The earliest known example of the technique is an impression of a religious engraving of about 1525 by Agostino Veneziano, where the Virgin and Child are printed in red, and the surrounding saints and background in blue. When this was printed is uncertain. Other early uses of the technique, many decades later, are to colour illustrated title pages of books otherwise illustrated in black and white. The earliest title page to use this was the Architectura of Wendel Dietterlin, with various Nuremberg editions from 1593 to 1598; this was a heavily illustrated and very influential book on architectural ornament.

The revival in interest in the technique about a century later was due to the Dutch artist (among various other professions) Johannes Teyler, who in 1688 received a patent for the technique and financed a Dutch workshop to produce prints in the technique. This was not very long-lived; over about ten years, the workshop produced over 800 different prints using up to eight colours. These were mostly of decorative subjects of all the various types of the day, but included reproductive prints of old masters, more often French than Dutch or Italian. The technique was soon taken up by others, especially in the Netherlands, and later France. From about 1695, a number of Amsterdam publishers began putting out prints in the technique.

The first published description of the technique is in the 3rd edition of 1745 of the manual on etching by the French artist Abraham Bosse, De la manière de graver à l'eaux-forte et au burin..., first published a century earlier.

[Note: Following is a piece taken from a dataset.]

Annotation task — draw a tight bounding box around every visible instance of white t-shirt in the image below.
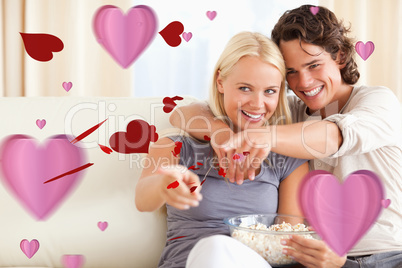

In the second half of the 18th century the technique began to be used to colour more elaborate prints that were also issued in monochrome, the coloured impressions being much more expensive, and probably intended for framing. Considerably different colour schemes across different impressions of some prints suggest that at times coloured versions were pulled individually for a specific order. In England, Elisha Kirkall was an early user, in mezzotints of the 1720s, and Robert Laurie, an engraver of maps and other subjects later in the century, extended the number of colours that were used, helping to make the technique fashionable again.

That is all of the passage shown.